Launched in 2008 long before e-learning was even a thing, Khan Academy began when founder Salman Khan (not the actor) taught one of his cousins a few lessons in mathematics over video. Khans reputation spread through word of mouth, first among his cousins and, later, when he began to put out videos on YouTube, to people all over the world. Bill Gates donated $1.2 million to Khan Academy. Google donated another $2 million to create new courses and translate them into multiple languages. More than a decade later, Khan Academy continues to operate for free.
Way before there was Khan Academy and Udemy, there was Lynda. Founded in 1995, Lynda is truly a pioneer in the industry. You can expect hundreds of courses on a wide range of topics on Lynda – from software development to photography, design to digital marketing and more. 20 years after it was founded, LinkedIn acquired Lynda for $1.5 billion.

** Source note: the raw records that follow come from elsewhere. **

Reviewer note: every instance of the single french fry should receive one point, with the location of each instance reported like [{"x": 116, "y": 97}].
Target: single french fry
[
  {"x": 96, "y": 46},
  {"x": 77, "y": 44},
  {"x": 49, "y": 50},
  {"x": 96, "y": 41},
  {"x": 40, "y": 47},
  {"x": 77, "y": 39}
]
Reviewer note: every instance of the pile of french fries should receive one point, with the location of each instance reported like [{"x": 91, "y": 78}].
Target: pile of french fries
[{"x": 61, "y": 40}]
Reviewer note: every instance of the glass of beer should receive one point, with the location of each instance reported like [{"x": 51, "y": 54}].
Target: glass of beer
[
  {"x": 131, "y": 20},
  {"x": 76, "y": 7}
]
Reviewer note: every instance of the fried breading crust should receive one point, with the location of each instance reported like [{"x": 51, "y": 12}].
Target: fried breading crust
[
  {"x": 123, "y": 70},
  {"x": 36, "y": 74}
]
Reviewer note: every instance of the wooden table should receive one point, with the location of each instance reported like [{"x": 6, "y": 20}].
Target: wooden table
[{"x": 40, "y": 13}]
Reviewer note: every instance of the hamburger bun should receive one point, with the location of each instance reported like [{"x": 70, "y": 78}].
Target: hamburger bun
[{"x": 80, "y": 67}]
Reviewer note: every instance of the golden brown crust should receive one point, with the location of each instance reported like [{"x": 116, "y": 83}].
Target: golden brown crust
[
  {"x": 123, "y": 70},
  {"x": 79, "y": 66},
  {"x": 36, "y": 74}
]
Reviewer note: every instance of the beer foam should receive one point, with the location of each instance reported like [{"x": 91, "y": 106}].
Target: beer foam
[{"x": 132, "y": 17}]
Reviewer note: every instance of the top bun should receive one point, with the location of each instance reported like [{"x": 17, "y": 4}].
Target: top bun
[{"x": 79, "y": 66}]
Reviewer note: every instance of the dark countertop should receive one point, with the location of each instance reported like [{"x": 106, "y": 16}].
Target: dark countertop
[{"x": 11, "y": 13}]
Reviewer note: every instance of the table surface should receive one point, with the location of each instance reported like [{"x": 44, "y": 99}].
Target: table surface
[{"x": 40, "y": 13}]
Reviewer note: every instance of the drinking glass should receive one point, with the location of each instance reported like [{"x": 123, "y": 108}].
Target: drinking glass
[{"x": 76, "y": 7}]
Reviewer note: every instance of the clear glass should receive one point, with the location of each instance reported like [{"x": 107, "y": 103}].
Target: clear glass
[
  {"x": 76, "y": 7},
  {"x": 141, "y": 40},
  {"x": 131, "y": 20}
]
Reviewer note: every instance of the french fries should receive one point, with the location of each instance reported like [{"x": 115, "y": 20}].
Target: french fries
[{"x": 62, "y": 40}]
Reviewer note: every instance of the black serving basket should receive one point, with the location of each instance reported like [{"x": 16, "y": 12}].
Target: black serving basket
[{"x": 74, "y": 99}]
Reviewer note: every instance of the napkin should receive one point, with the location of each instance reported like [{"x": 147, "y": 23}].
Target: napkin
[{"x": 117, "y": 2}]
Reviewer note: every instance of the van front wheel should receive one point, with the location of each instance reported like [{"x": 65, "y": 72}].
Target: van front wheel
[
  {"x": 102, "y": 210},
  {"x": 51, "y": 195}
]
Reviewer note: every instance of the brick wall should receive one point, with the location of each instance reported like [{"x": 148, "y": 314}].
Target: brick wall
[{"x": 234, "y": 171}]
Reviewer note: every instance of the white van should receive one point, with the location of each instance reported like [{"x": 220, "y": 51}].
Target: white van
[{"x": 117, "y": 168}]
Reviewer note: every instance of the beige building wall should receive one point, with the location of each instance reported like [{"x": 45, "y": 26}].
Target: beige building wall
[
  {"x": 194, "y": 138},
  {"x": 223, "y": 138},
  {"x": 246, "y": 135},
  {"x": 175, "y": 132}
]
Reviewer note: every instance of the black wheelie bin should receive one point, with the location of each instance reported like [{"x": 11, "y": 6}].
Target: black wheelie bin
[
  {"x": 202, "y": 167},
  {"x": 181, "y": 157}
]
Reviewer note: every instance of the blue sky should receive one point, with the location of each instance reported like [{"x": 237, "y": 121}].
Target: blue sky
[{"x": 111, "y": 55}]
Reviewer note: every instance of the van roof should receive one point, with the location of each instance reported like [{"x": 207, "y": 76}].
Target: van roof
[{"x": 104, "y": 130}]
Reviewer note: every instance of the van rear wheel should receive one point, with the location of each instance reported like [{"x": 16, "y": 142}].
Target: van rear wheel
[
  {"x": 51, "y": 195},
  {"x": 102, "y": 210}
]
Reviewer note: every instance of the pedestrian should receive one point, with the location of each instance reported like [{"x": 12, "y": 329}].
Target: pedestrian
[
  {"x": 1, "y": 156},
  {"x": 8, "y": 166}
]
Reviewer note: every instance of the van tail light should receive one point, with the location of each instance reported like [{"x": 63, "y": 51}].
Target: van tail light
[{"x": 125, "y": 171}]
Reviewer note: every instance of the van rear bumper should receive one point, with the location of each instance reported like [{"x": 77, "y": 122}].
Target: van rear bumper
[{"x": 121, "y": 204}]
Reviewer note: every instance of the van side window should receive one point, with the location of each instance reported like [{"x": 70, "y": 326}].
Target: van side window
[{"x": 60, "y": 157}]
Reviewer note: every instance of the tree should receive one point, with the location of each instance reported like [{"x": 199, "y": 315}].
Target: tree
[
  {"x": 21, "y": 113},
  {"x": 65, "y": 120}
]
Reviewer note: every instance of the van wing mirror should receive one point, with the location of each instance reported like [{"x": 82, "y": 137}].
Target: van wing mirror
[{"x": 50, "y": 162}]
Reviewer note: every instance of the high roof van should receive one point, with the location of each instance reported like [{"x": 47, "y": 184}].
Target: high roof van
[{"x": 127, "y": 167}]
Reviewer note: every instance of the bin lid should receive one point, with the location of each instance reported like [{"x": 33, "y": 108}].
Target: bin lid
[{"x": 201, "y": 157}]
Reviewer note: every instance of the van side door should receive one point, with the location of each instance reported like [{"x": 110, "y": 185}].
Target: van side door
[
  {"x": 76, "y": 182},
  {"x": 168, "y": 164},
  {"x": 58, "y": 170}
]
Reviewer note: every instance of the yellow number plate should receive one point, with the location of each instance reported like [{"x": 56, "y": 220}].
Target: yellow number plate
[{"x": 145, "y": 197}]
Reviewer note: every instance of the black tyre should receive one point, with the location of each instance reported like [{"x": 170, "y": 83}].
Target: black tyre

Arguably the best language-learning app in the market, Duolingo goes for flashcard-like tutorials. The idea behind DuoLingo is surprisingly simple: users must complete a range of modules that include short, reading- or listening-based quizzes as well as word matches in any of the 36 languages (including, yes, Klingon) and pick up points for the right answers. As you keep getting more answers rights, you move up the ranks. DuoLingo’s free version allows you to access the learning material through the app and the website but a small free of $6.99 per month, will also allow you to download lessons offline and learn languages without being interrupted by annoying ads.
London School of Economics
The prestigious London School of Economics and Political Science is yet another place where you can take up, short, certificate courses online. These courses are primarily aimed at working professionals looking to enhance their skills online at their convenience. LSE’s online learning platform is extremely supportive and interactive making it easy for even the most digitally-challenged person to learn something new.